Des ordinateurs sobres et quantiques: la révolution est imminente

© _pop_eye

© _pop_eye

Une électronique 100 fois moins gourmande en énergie? Grâce à un phénomène quantique appelé «effet tunnel», des microchips d’un genre nouveau pourraient débarquer dans nos téléphones mobiles dès 2017. Nature publie une somme de cette technologie, sous la plume d’un chercheur de l’EPFL.

Un ordinateur actuel, ce n’est pas moins d’un milliard de transistors dans le seul processeur central. Autant de petits interrupteurs qui s’activent et se désactivent, fournissant les fameuses instructions binaires – des 0 et des 1 - à l’origine de nos emails, de l’affichage de vidéos ou des mouvements du pointeur de la souris.

Pour la recherche et l’industrie, la consommation électrique des transistors est l’un des nerfs de la guerre. La prochaine révolution devrait s’appeler tunnel-FET. Une technologie qui tire parti d’un phénomène quantique, désigné sous le nom d’effet tunnel. A l’EPFL, mais aussi dans les laboratoires d’IBM Zürich ou du CEA-LETI (France), les recherches vont bon train. Dès 2017, la physique quantique s’invitera dans nos ordinateurs pour en diminuer la consommation jusqu’à un facteur de 100. Dans le cadre d’un dossier spécial de la revue Nature consacré au silicium, Adrian Ionescu, chercheur à l’EPFL, signe une somme sur le sujet.

Des transistors qui exploitent une bizarrerie quantique
Un transistor, c’est en quelque sorte un interrupteur à électrons. La technologie actuelle est dite « à effet de champ » : une tension électrique induit un canal d’électrons qui active le transistor. Une technologie qui touche actuellement à ses limites, notamment en termes de consommation.

La technologie tunnel-FET repose sur un principe fondamentalement différent. Dans le transistor, deux «chambres» sont séparées par une barrière d’énergie. Dans la première patientent des bataillons d’électrons – le transistor est désactivé. Une tension électrique leur donne l’énergie nécessaire pour traverser la barrière et passer dans la seconde chambre : le transistor est activé.

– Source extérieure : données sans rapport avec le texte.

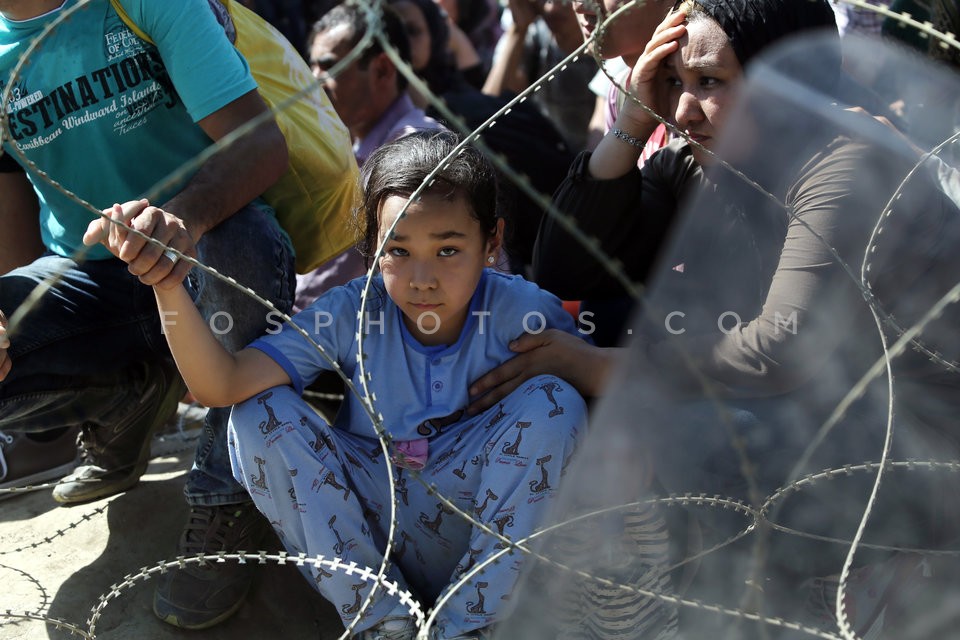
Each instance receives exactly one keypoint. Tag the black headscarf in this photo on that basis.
(752, 25)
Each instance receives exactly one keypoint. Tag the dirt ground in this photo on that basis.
(57, 562)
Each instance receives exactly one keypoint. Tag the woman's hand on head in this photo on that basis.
(646, 81)
(552, 352)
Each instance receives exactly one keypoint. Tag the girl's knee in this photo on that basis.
(260, 414)
(558, 397)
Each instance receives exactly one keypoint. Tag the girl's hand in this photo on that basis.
(646, 82)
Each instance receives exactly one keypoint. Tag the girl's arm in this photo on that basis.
(216, 377)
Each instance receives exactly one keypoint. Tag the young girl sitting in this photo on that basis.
(445, 320)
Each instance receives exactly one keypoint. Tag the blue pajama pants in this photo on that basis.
(325, 491)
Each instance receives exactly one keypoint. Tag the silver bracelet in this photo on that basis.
(626, 137)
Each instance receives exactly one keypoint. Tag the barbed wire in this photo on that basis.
(906, 338)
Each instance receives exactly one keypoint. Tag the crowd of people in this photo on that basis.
(747, 226)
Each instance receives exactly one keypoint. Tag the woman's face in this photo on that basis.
(415, 24)
(702, 77)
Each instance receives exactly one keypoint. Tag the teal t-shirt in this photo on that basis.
(109, 116)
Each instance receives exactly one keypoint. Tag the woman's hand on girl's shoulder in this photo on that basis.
(552, 352)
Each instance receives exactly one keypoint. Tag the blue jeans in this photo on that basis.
(74, 353)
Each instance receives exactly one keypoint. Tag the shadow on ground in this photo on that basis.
(137, 529)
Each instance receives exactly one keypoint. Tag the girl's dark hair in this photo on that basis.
(398, 168)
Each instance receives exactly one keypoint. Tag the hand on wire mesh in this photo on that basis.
(154, 264)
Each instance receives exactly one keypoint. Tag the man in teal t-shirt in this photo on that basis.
(111, 118)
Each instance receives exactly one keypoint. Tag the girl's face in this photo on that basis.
(701, 77)
(433, 263)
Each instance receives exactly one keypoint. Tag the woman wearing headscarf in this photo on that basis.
(770, 301)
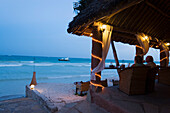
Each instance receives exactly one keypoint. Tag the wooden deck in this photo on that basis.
(115, 101)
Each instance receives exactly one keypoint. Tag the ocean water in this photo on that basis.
(16, 72)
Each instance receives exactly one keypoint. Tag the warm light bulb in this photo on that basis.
(32, 86)
(103, 26)
(146, 37)
(167, 44)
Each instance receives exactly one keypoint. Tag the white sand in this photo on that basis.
(57, 95)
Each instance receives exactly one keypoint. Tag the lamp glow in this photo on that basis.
(91, 34)
(167, 44)
(32, 86)
(103, 27)
(146, 37)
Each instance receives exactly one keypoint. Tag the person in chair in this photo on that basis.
(149, 60)
(138, 61)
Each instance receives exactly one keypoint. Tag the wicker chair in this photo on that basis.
(164, 76)
(133, 80)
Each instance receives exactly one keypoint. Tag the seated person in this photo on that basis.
(138, 61)
(149, 60)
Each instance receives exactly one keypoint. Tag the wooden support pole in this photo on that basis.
(96, 50)
(139, 51)
(164, 61)
(114, 53)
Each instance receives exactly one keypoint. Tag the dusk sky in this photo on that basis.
(39, 28)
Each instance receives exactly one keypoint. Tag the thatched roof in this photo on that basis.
(128, 17)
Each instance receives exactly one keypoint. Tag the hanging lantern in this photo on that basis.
(143, 42)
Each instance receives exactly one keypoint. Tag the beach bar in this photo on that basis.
(143, 23)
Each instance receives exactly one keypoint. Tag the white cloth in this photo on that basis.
(106, 38)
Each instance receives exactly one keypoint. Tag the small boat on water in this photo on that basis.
(63, 59)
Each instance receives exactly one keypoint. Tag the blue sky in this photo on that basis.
(39, 28)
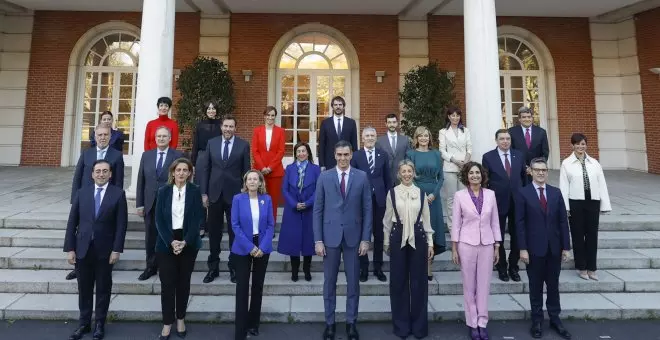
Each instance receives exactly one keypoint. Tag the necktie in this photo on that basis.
(97, 201)
(544, 203)
(371, 161)
(225, 151)
(159, 166)
(528, 138)
(342, 185)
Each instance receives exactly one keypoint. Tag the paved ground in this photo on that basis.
(582, 330)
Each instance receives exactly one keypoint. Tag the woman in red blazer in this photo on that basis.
(268, 151)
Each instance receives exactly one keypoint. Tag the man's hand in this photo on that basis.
(524, 256)
(114, 257)
(71, 257)
(319, 248)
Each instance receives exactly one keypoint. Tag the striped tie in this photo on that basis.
(370, 159)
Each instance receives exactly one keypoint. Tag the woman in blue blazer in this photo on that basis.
(298, 189)
(179, 213)
(254, 227)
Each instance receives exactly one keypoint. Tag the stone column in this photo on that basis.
(154, 72)
(482, 84)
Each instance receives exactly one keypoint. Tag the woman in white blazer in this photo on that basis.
(582, 184)
(456, 148)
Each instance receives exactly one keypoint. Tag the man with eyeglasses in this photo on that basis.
(544, 242)
(82, 176)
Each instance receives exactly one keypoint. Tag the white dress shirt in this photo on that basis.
(571, 182)
(178, 206)
(254, 209)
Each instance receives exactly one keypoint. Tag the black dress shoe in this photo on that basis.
(559, 328)
(536, 330)
(210, 276)
(99, 332)
(351, 332)
(329, 332)
(364, 276)
(514, 275)
(80, 332)
(146, 274)
(380, 275)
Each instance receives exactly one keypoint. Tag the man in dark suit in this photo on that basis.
(83, 175)
(94, 238)
(543, 238)
(152, 175)
(375, 163)
(529, 139)
(342, 220)
(227, 160)
(394, 144)
(333, 129)
(506, 174)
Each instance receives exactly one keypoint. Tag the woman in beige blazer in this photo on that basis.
(456, 148)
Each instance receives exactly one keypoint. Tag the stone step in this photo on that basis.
(279, 283)
(54, 238)
(57, 220)
(134, 259)
(287, 309)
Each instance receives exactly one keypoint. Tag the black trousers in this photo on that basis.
(93, 271)
(175, 272)
(546, 270)
(514, 253)
(219, 212)
(150, 236)
(584, 220)
(249, 318)
(409, 289)
(377, 231)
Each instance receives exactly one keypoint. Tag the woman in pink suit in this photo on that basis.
(268, 151)
(475, 240)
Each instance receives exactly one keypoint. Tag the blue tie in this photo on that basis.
(225, 151)
(159, 166)
(97, 201)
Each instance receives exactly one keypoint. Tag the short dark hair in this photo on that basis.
(497, 133)
(343, 144)
(310, 157)
(101, 161)
(391, 115)
(463, 175)
(339, 98)
(578, 137)
(164, 100)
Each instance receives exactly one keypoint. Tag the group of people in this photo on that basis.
(391, 191)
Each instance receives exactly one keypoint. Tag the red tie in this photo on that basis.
(528, 139)
(544, 203)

Habituellement, «l’effet tunnel» était connu pour perturber le fonctionnement des transistors. Selon la théorie quantique certains électrons passent la barrière interdite, même s’ils n’ont apparemment pas suffisamment d’énergie. En diminuant la largeur de cette barrière, il devient possible d’amplifier cet effet quantique et d’en tirer profit – la puissance électrique nécessaire au transit des électrons est drastiquement diminuée, ainsi que la consommation en état de veille.

Une industrialisation imminente
«En changeant le principe du transistor classique à effet de champ par l’effet tunnel, nous pouvons diminuer la tension électrique des transistors de 1 volt à 0,2 volt», explique Adrian Ionescu. Pratiquement, cette baisse de la tension permettra de diviser la consommation électrique jusqu’à un facteur 100. Les puces de nouvelle génération combineront technologie classique et tunnel-FET. «Les prototypes actuels d’IBM ou du CEA ont été mis au point dans un cadre pré-industriel. Dès lors, on peut raisonnablement imaginer une production de masse aux alentours de 2017.»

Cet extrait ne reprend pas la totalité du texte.